I joined the Chicago Branch of the American Association of University Women (AAUW) in 1983. That was one year after I married Richard (on 6/27/82), and part of the emotional process of relinquishing my hopes for an academic career. I didn’t know where the future would lead, I only knew that although I would probably never be a university professor, my commitment to education in general–and my commitment to education for women in particular–would never waiver.
It is no exaggeration to say that AAUW provided an essential bridge from “there” (1983) to “here” (2015). In the intervening years I have met innumerable wonderful women as committed as I to the principle of “education & self-development over the lifespan” (which was the AAUW motto when I first joined). As is my nature, I threw myself in with both feet, serving first on the local level, then on the state level, and eventually on the national level.
I am proud to say I made substantial contributions to various events and projects along the way. In one of the milestone moments of my life, I received the AAUW-Illinois Agent of Change Award right before my move to Brooklyn in 2012. I was only the second woman from Chicago to win this award. The first was Patricia Crowley. My heart was bursting with pride.
So why, after all these years, have I decided to part ways with AAUW?
Quite frankly, I did not expect the 2016 Presidential Contest to turn into quite such a mudfest quite so fast… but it has… So I now feel compelled to take an action which puts me at odds with official AAUW policy.
I have set-up a new Facebook site:
And I am now actively campaigning for HRC as hard as I can.
So to protect AAUW’s mission, I am revoking my AAUW membership to ensure that AAUW is not “tainted” by any activities I may take as an individual citizen of the USA going forward.
Make no mistake: my gratitude to the members of AAUW–past, present, and future–is beyond measure, and my commitment to AAUW ideals will never waiver.
But for right now, there is almost nothing that is more important to me than keeping the White House in Democratic hands through 2020 (and hopefully beyond).
Therefore, my hope is that whatever happens on the Republican side, Democrats of all persuasions will continue to “Walk the High Road,” so that we can come together again after the primary season to support our candidate (whoever that candidate may be).
PHOTOS (From many years taken by many different people)
1.) Top Photo (April 2012): With Alice Smith in Itasca, IL right after receiving the “Agent of Change” Award.
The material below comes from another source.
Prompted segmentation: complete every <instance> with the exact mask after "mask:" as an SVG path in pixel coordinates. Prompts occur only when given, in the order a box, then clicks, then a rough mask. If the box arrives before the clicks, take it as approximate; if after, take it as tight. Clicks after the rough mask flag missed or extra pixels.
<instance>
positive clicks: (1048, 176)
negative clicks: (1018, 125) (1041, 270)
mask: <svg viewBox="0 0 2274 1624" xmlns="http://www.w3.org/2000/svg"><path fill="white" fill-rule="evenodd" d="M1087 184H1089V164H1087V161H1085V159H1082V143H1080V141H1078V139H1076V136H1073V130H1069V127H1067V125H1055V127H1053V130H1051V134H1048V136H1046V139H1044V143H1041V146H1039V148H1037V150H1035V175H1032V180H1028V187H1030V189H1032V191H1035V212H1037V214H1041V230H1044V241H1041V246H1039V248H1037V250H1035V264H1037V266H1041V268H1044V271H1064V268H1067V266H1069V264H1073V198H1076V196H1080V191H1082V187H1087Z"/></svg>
Alice invited me onto her Women’s Issues Committee (which she chaired in the late ’80s), and she brought me back into state activities after I left consulting in the 2001. (In the interim, I remained active at the local level, but could not accommodate much more due to my heavy travel schedule.) By that time, Alice had ascended to the presidency of AAUW-Illinois.
2.) Middle Photo (June 2007): With Kim Benziger at the AAUW National Convention in Phoenix AZ. In 2004, AAUW-Illinois President-Elect Kim Benziger invited me to serve as Director of College & University Relations from 2004 to 2006. Little did she know that this would eventually lead to WITASWAN & International SWAN Day!
3.) Middle Photo (Sept 2014): At the College of Mount Saint Vincent with Maria Ellis (President of New York’s Empire State Virtual Branch) and Ellen Tejle (one of the WIFT-Sweden members who crated the A-Rating to promote worldwide adoption of the Bechdel Test).
4.) Bottom Photo (Spring 2006): A meeting of the original Hyde Park Swans hosted by Diana Gray (bottom left). This was during the period Diana shared an apartment with her daughter Melissa Harris-Lacewell and her granddaughter Parker. At that point, Melissa was an Associate Professor at the University of Chicago. Melissa is now Presidential Chair Professor of Politics and International Affairs at Wake Forest University, as well as host of The Melissa Harris-Perry Show on MSNBC.
Two roads diverge… with gratitude to Robert Frost. Who knows what Frost meant when he wrote these words? All I can say is that they continue to sustain me right now.